In a year marked by hefty financial setbacks from electric vehicle investments, top executives at General Motors and Ford received significant pay increases. Despite GM recording a $7.9 billion write-down on its EV spending, CEO Mary Barra’s compensation rose to $29.9 million. Ford, facing its own $19.5 billion in EV-related losses, revised bonus criteria and awarded CEO Jim Farley a total of $27.5 million.
General Motors faced a substantial financial blow as it scaled back its electric vehicle program, leading to a $7.9 billion write-down. Regulatory filings reveal that Mary Barra, now in her twelfth year as GM’s CEO, earned $29.9 million in 2023, representing a 1.4 percent increase from the previous year. Barra’s base salary stood at $2.1 million, while her stock awards increased by 11 percent to $21.6 million. Meanwhile, her non-equity incentive plan compensation decreased by 26 percent to around $5 million.
Interestingly, Barra was not GM’s highest-paid executive. Chief product officer Sterling Anderson, who joined GM from Aurora Innovation, received a compensation package valued at $40.3 million, largely due to a substantial signing bonus. Other senior leaders, such as President Mark Reuss and CFO Paul Jacobson, also received notable raises.
Ford’s electric vehicle strategy overhaul led to $19.5 billion in write-offs last year. However, the automaker changed its bonus rules to include not only electric vehicles but all electrified vehicles, such as hybrids.

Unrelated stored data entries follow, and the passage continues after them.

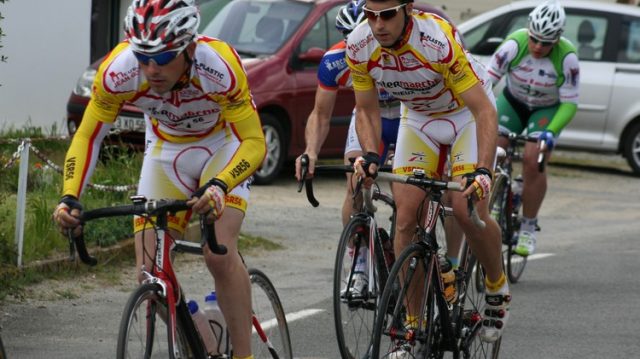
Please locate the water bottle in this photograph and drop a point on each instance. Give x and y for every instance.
(217, 323)
(516, 189)
(448, 279)
(202, 323)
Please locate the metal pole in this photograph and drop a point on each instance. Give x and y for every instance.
(22, 197)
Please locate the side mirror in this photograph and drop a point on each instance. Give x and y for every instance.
(487, 47)
(313, 55)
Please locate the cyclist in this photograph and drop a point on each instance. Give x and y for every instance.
(540, 98)
(333, 73)
(202, 130)
(446, 101)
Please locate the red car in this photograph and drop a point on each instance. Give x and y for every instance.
(281, 43)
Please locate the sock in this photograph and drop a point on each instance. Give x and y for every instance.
(528, 224)
(495, 286)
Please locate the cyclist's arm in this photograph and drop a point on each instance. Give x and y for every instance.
(485, 116)
(569, 91)
(82, 156)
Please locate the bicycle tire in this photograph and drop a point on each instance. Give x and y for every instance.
(508, 222)
(354, 317)
(268, 311)
(3, 354)
(469, 317)
(144, 328)
(391, 332)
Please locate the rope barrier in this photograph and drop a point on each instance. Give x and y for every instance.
(100, 187)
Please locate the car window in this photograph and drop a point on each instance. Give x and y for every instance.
(257, 26)
(630, 41)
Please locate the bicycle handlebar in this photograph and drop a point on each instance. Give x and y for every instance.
(140, 207)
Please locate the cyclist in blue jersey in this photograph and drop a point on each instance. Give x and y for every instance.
(540, 98)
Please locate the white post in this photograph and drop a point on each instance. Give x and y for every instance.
(22, 197)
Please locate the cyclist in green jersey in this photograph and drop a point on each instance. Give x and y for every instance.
(539, 99)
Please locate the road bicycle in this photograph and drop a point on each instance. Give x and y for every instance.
(503, 207)
(418, 320)
(156, 322)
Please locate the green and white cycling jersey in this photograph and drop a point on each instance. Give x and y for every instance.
(537, 82)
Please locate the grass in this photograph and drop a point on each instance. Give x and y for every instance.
(42, 241)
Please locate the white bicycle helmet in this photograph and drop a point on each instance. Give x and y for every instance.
(349, 16)
(546, 21)
(154, 26)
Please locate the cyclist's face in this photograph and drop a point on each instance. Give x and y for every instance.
(386, 26)
(162, 79)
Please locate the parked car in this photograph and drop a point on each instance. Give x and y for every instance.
(607, 37)
(281, 43)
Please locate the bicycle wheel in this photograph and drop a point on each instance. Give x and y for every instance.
(270, 337)
(469, 320)
(144, 328)
(354, 310)
(410, 326)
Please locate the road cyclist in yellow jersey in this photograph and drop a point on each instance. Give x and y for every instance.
(446, 107)
(540, 98)
(202, 130)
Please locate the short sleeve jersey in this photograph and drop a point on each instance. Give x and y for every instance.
(427, 71)
(537, 82)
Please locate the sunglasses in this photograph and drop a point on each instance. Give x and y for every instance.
(386, 14)
(542, 43)
(160, 59)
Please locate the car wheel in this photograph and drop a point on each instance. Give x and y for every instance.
(632, 148)
(276, 154)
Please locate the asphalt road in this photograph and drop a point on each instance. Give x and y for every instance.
(578, 299)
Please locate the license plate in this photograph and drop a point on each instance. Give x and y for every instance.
(129, 124)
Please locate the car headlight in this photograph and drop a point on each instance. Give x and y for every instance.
(83, 86)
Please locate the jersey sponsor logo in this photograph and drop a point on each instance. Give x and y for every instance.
(574, 75)
(335, 64)
(119, 78)
(409, 61)
(417, 157)
(429, 41)
(70, 168)
(355, 47)
(240, 168)
(388, 61)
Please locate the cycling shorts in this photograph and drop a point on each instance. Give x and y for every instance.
(389, 136)
(432, 143)
(514, 116)
(176, 170)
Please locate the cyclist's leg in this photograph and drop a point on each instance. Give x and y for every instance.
(485, 242)
(534, 182)
(231, 277)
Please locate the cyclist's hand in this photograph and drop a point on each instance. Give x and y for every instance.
(312, 158)
(66, 215)
(549, 138)
(212, 200)
(477, 183)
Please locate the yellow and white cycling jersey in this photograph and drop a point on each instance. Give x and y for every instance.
(427, 70)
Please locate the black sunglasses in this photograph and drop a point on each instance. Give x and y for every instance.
(386, 14)
(542, 43)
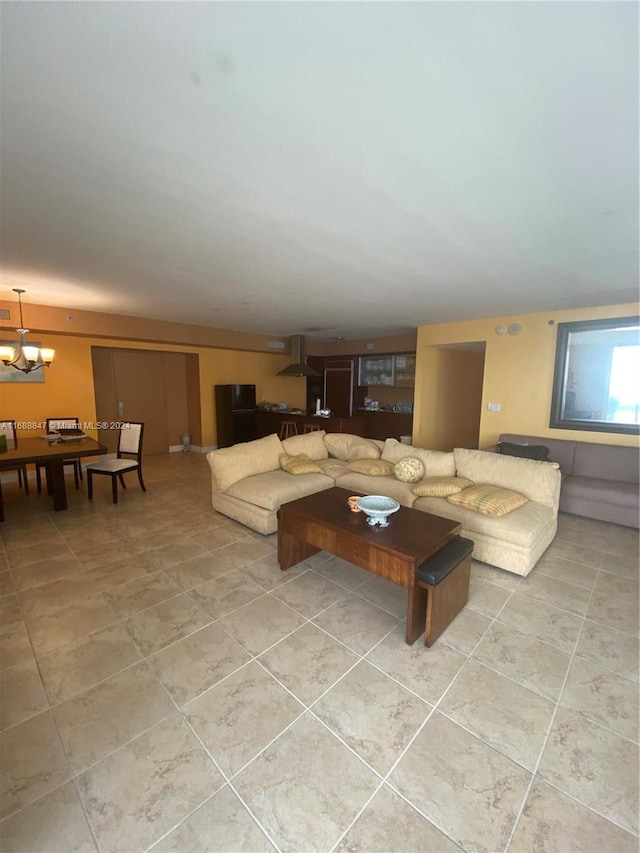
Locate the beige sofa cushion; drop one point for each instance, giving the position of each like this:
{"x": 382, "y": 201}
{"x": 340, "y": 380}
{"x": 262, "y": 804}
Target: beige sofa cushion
{"x": 299, "y": 464}
{"x": 230, "y": 464}
{"x": 311, "y": 443}
{"x": 436, "y": 463}
{"x": 372, "y": 467}
{"x": 538, "y": 481}
{"x": 345, "y": 446}
{"x": 489, "y": 500}
{"x": 274, "y": 488}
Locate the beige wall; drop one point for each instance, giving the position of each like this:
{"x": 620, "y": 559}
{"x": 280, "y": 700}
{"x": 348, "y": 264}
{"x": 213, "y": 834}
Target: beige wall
{"x": 518, "y": 374}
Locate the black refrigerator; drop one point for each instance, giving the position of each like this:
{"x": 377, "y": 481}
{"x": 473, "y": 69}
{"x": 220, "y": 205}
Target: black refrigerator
{"x": 235, "y": 414}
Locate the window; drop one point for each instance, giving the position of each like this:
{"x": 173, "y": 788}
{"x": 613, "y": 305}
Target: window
{"x": 596, "y": 384}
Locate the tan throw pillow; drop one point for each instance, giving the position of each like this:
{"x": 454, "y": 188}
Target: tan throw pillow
{"x": 299, "y": 464}
{"x": 409, "y": 470}
{"x": 372, "y": 467}
{"x": 489, "y": 500}
{"x": 345, "y": 446}
{"x": 440, "y": 487}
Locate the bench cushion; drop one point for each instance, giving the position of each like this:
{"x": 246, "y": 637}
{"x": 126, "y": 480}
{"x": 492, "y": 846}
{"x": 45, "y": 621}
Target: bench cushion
{"x": 444, "y": 561}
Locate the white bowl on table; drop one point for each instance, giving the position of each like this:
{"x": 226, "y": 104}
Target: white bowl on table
{"x": 377, "y": 508}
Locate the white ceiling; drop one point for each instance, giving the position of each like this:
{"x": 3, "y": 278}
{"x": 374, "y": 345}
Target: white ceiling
{"x": 335, "y": 169}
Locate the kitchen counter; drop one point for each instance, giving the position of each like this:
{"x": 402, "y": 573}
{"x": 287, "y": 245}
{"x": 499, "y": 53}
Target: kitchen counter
{"x": 269, "y": 422}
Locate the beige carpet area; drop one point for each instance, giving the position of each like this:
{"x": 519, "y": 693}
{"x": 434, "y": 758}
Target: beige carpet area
{"x": 166, "y": 687}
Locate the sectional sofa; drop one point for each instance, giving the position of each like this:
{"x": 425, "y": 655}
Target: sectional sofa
{"x": 249, "y": 485}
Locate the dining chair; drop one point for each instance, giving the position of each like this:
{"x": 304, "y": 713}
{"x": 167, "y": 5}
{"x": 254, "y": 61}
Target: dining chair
{"x": 8, "y": 429}
{"x": 129, "y": 458}
{"x": 53, "y": 424}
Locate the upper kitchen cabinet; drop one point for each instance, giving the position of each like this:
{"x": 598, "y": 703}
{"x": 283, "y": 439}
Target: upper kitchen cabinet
{"x": 387, "y": 370}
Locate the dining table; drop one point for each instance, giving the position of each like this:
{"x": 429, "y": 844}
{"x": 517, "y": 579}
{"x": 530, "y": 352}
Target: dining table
{"x": 51, "y": 454}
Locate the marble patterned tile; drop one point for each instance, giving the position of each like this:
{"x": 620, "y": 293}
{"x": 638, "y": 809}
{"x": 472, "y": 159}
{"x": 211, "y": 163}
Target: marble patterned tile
{"x": 33, "y": 763}
{"x": 261, "y": 623}
{"x": 221, "y": 825}
{"x": 76, "y": 667}
{"x": 387, "y": 819}
{"x": 559, "y": 593}
{"x": 306, "y": 787}
{"x": 147, "y": 591}
{"x": 190, "y": 666}
{"x": 524, "y": 659}
{"x": 309, "y": 594}
{"x": 75, "y": 622}
{"x": 602, "y": 696}
{"x": 45, "y": 571}
{"x": 616, "y": 611}
{"x": 138, "y": 794}
{"x": 15, "y": 646}
{"x": 156, "y": 627}
{"x": 53, "y": 824}
{"x": 227, "y": 593}
{"x": 509, "y": 717}
{"x": 426, "y": 672}
{"x": 239, "y": 717}
{"x": 103, "y": 718}
{"x": 552, "y": 821}
{"x": 466, "y": 631}
{"x": 10, "y": 611}
{"x": 610, "y": 649}
{"x": 385, "y": 595}
{"x": 356, "y": 623}
{"x": 21, "y": 693}
{"x": 594, "y": 766}
{"x": 470, "y": 791}
{"x": 549, "y": 623}
{"x": 373, "y": 714}
{"x": 487, "y": 598}
{"x": 308, "y": 662}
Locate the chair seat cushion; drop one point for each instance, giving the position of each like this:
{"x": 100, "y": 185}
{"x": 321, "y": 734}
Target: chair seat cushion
{"x": 113, "y": 466}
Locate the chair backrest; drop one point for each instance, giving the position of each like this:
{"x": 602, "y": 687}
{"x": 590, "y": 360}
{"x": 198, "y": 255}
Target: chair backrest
{"x": 8, "y": 429}
{"x": 54, "y": 424}
{"x": 130, "y": 439}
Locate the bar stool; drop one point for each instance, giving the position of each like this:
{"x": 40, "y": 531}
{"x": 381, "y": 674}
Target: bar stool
{"x": 288, "y": 429}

This adjustment allowed Ford to surpass its electrified vehicle sales targets, resulting in CEO Jim Farley’s pay increasing by 11 percent to $27.5 million. This was despite Ford posting an $8.2 billion annual loss, its largest since 2008.
A Ford spokesperson noted that Farley’s compensation reflects the company’s total performance, which included a 42 percent total shareholder return and record revenue. The company also emphasized the strategic importance of a diverse electrified vehicle portfolio and did not adjust bonus calculations for unexpected costs like tariffs.
Stellantis, another major automaker, also reported significant EV-related losses, taking a $26.2 billion hit due to over-investment in electric vehicles. CEO Antonio Filosa, who led the company for the latter half of the year, received $6.37 million in total compensation.
The disconnect between executive compensation and financial performance, particularly in the context of costly EV write-downs, is drawing attention across the industry. While automakers like GM and Ford continue to invest in electrification, the financial risks are substantial. Executive pay packages are being justified with metrics such as shareholder returns and overall company performance, even as direct EV losses mount. This approach could raise questions among investors and the wider public about accountability and long-term strategy. As the automotive sector navigates the challenging transition to electric mobility, how companies align executive incentives with sustainable financial results will remain a key issue. The evolution of bonus structures to include hybrids suggests that automakers are hedging their bets, reflecting ongoing uncertainty in the path toward full electrification.